The young H1(H2) were obtained by mating does H1(H2) to bucks of generation 6(18) of
line R. The old generations were conserved as frozen embryos and thawed and
transferred to produce adults contemporary to the current generations. All the responses
in litter size and daily gain were in favour of the current crossbreeds. Concerning litter
size traits the differences were 0.83, 1.16 and 0.74 respectively for total litter size,
number born alive and number at weaning. These responses were higher than expected
from the responses evaluated in the pure lines. For example, the expected response in
litter size at weaning was 0.55. In contrast, the responses in the crossbred young were
lower than expected. The response for post-weaning daily gain was 0.6 g/d although the
expected response was 2.4 g/d. No responses were obtained for daily feed intake and
conversion index but the consumption was expected to increase and the conversion
index decrease. The authors have no explanation for these results, concerning growth
8
traits, and suggest that they could be a consequence of the type of feed currently used
to control a new disease, spread all over Europe, called epizootic enterocolitis, that can
have different effects on the growth of the animals depending on the genetic type
source.
DIFFUSION OF THE GENETIC IMPROVEMENT
The final step of a programme is to diffuse the achieved improvement from the nucleus
to the farms. The standard way is to follow a pyramidal organisation, including the
multiplication of the nucleus stock, as an intermediate step, before the commercial
farms. At the multiplication stage, the cross between maternal lines is finally done and
the crossbred does are supplied to the farmers, but this step can be preceded by a
multiplication of the pure lines. In this way, the costs of selection are spread to a higher
number of animals. The genetic lag between the nucleus and the farms increases as the
stages of multiplication increase. In order to minimise the lag, the French and Spanish
programmes have modified the standard of multiplying the stock converting the
intermediate stage of multiplication of the pure lines in a true stage of selection. The
French programme does so through what is called “demultiplication”, contracting with
some companies the breeding of the maternal lines. On the “demultiplication” farms, the
does are selected as in the nucleus but the bucks are supplied by the nucleus. The
companies that “demultiply” can be big companies aiming to sell pure or crossbred stock
throughout France and other countries (Rochambeau, 1998). In France, three private
companies are involved in the meat rabbit genetic improvement. They have created and
selected their own male and female lines. One of these companies is involved in the
“demultiplication” scheme. The Spanish approach is slightly different, and completely
integrates the multiplication of the maternal lines and their selection. The chosen way is
to create what could be called secondary nuclei of selection, owned by farmers, cooperatives or small companies. One maternal line is replicated in each secondary
nucleus and is selected, under the responsibility of the geneticists of the primary
nucleus, in the same way as in the latter. The line selected in the secondary nucleus is
used as the dam to produce crossbred does that are commonly distributed to, or
produced by, the farmers of the region near the secondary nucleus. The sires to get the
crossbred doe, pertaining to another maternal line, are supplied by the primary nucleus.

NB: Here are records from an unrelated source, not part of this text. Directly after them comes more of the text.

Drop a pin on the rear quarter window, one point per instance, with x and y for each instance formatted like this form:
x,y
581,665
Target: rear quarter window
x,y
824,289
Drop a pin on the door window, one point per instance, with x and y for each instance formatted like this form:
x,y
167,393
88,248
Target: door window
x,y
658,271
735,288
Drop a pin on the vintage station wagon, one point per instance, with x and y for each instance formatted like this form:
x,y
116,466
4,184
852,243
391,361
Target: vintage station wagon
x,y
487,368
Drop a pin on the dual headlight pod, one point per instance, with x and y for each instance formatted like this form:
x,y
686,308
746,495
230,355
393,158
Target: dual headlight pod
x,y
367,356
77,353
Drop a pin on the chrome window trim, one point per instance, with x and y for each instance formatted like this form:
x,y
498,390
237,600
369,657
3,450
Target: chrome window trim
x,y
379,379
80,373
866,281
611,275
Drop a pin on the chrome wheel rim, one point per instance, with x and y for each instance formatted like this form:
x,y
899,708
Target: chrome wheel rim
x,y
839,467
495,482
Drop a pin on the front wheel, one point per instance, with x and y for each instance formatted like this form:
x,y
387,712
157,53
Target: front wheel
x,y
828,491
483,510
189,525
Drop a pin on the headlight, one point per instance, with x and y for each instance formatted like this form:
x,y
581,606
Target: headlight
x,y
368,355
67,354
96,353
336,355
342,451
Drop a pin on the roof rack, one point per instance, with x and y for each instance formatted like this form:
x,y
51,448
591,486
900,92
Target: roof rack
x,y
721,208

The main feature of this approach is its simplicity, allowing to produce pure line stock
and crossbred does at very low prices with a minimum lag between breeders and
producers. This approach reduces the health and adaptation problems deriving from the
introduction of foreign animals into the farms and improves the communication between
breeding companies and farmers. The main disadvantage is the difficulty of operating on
a large scale.
The diffusion of the paternal line bucks for the terminal cross can have more different
modalities. The paternal lines can be owned and selected by the “demultipliers”, by the
secondary nucleus, by the primary nucleus or by breeders not related to the programme,
associated or not to artificial insemination centres. It is very common in the Spanish
programme that the secondary nuclei have their own artificial insemination centre,
9
facilitating in this way the complete diffusion of the animals involved in the double cross.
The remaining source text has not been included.